Niki Lauda, Mercedes team chairman and F1 legend, agreed: “In terms of the organisation and the fans, it’s the best race I’ve ever seen.”
Nico Rosberg, the winner of Sunday’s race, said F1 returning to other hallowed former stomping grounds would be ideal “But I know how much money it takes to set up something like this”.
F1 reporter for the BBC, Christian Sylt, said Mexico – whose poverty rate has hit 46 per cent – is paying Ecclestone $25 million a year for the privilege.
In recent years, F1 has dramatically expanded into new and developing markets, but the local support in the Far and Middle East has often been lukewarm at best.
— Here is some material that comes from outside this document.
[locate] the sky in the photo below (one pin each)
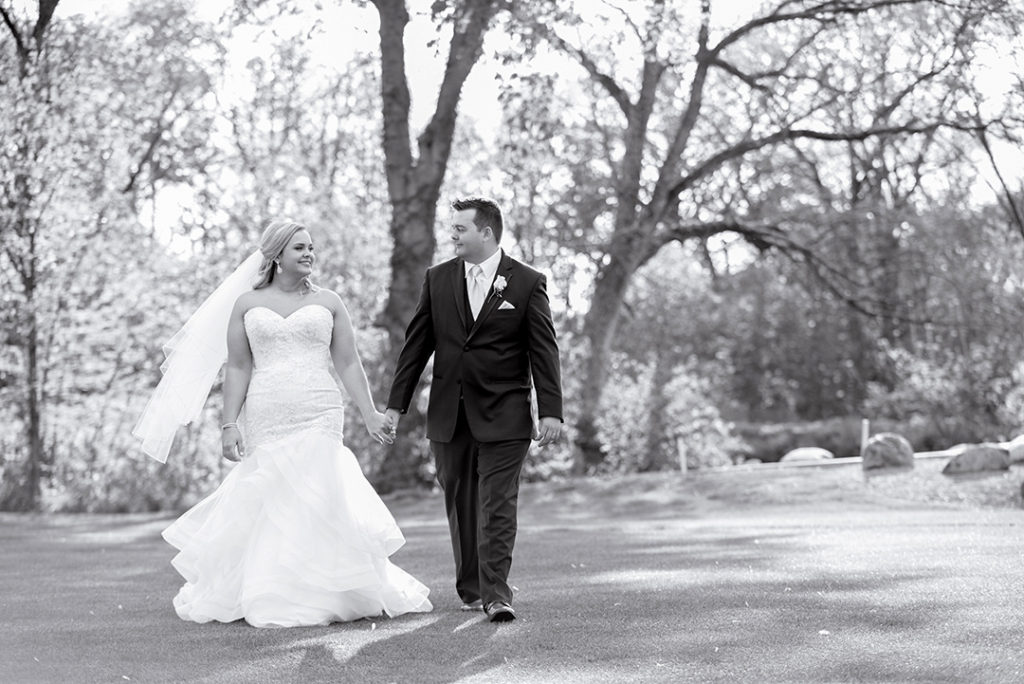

That could all be about to change.
Bernie Ecclestone revealed in Mexico that he is also back in talks with Argentina, who last hosted a grand prix to a big and passionate crowd in 1998 at a circuit in Buenos Aires that was falling into disrepair.
“We’re talking to them and it can happen,” he said.
Another potential race revival is South Africa, the country that hosted F1 23 times, most recently in 1992. Ecclestone has targeted Africa as it is the only continent not represented on the calendar.
“There is a huge following there and it is one of the most important grands prix we need to get on the calendar,” Hamilton admitted to the BBC World Service.
Lauda concluded in Mexico City: “I think the organisers in South Africa or Argentina need to look at what has been done here.”